Abstract
As a small tetrameric helical membrane protein, the M2 proton channel structure is highly sensitive to its environment. As a result, structural data from a lipid bilayer environment has proven to be essential for describing the conductance mechanism. While oriented sample solid state NMR has provided a high resolution backbone structure in lipid bilayers, quaternary packing of the helices and many of the sidechain conformations have been poorly restrained. Furthermore, an understanding of the quaternary structural stability has remained a mystery. Here, the isotropic chemical shift data and interhelical cross peaks from magic angle spinning solid state NMR of a liposomal preparation strongly support the quaternary structure of the transmembrane helical bundle as a dimer of dimers structure. The data also explains how the tetrameric stability is enhanced once two charges are absorbed by the His37 tetrad prior to activation of this proton channel. The combination of these two solid state NMR techniques appear to be a powerful approach for characterizing helical membrane protein structure.

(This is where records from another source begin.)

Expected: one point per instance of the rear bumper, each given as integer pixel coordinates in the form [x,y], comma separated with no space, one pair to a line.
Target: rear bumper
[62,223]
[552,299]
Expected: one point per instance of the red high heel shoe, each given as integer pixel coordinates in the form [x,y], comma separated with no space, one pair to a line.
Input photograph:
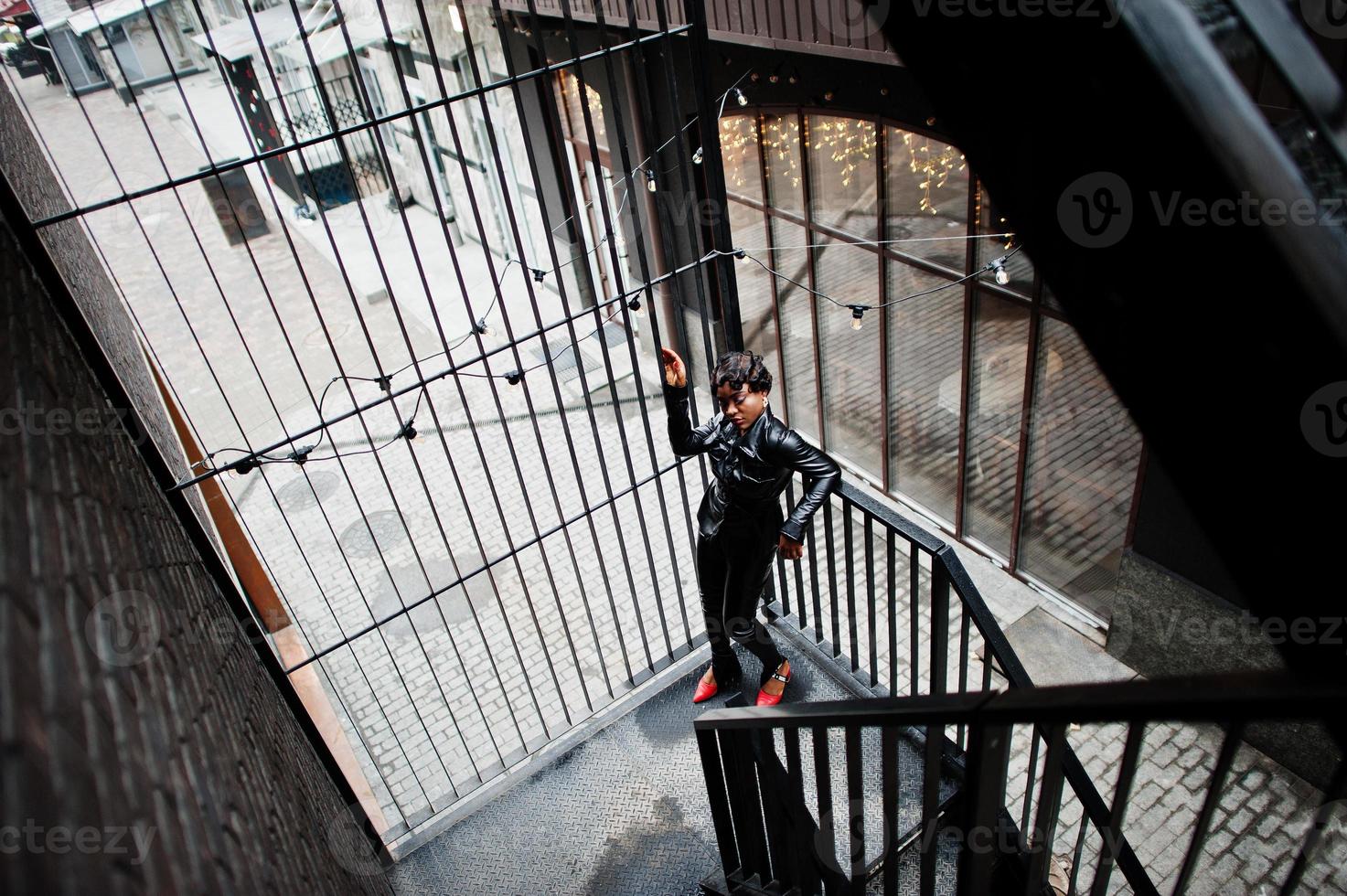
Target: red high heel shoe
[772,699]
[706,691]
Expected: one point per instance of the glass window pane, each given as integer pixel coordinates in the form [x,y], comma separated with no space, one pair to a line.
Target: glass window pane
[996,395]
[1019,267]
[785,170]
[843,174]
[853,392]
[1084,454]
[738,150]
[796,315]
[754,284]
[928,198]
[925,368]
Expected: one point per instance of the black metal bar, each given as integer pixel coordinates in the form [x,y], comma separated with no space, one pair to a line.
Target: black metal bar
[892,605]
[718,799]
[869,594]
[745,806]
[1109,833]
[985,791]
[889,790]
[849,574]
[712,171]
[914,627]
[963,659]
[931,770]
[939,629]
[828,811]
[1075,855]
[856,808]
[1050,808]
[830,555]
[774,811]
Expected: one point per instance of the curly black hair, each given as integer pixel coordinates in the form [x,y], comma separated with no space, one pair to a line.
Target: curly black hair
[738,368]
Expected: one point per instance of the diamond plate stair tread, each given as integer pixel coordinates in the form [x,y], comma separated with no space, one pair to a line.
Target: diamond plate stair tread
[625,811]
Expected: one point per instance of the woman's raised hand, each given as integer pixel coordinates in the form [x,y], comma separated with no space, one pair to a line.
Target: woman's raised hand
[674,371]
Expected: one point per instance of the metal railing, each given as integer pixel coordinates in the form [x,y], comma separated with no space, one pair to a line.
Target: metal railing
[939,705]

M2 protein from Influenza A is an important drug target and has been the subject of numerous structural efforts. The protein has shown a high degree of structural sensitivity to the sample environment and hence the need to pursue studies in an environment similar to that of the native membrane.1 As a tetramer, M2 forms a proton channel that shuttles protons across the membrane. The channel has a primary gate formed by four Trp41 residues and a secondary gate formed by four Val27 residues near the entrance to the pore.2,3 The shuttling is achieved by a tetrad of His37 residues once activated by binding a third proton and hence a third charge.4 An amphipathic helix at the C-terminus of the transmembrane (TM) pore is associated with viral budding resulting from its insertion into the lipid interface.5 This helix is also necessary for achieving native conductance properties of the full length protein.6 It is important to note that M2 functions at the neck of the viral bud5 and consequently does not appear to be solubilized and functioning in the high cholesterol/sphingomyelin membrane environment that dominates the viral envelope. Consequently, we continue to study M2 in lipids that form liquid crystalline environments. Here, magic angle spinning solid state NMR (MAS ssNMR) provides numerous structural restraints in the same lipid environment used for oriented sample (OS) ssNMR spectroscopy that provided a high resolution backbone structure of the M2 conductance domain (residues 22–62) including both the TM and amphipathic helices.7 The MAS chemical shift data and distance restraints provide unique insights into the stability of this tetrameric structure and the functionality of the histidine tetrad.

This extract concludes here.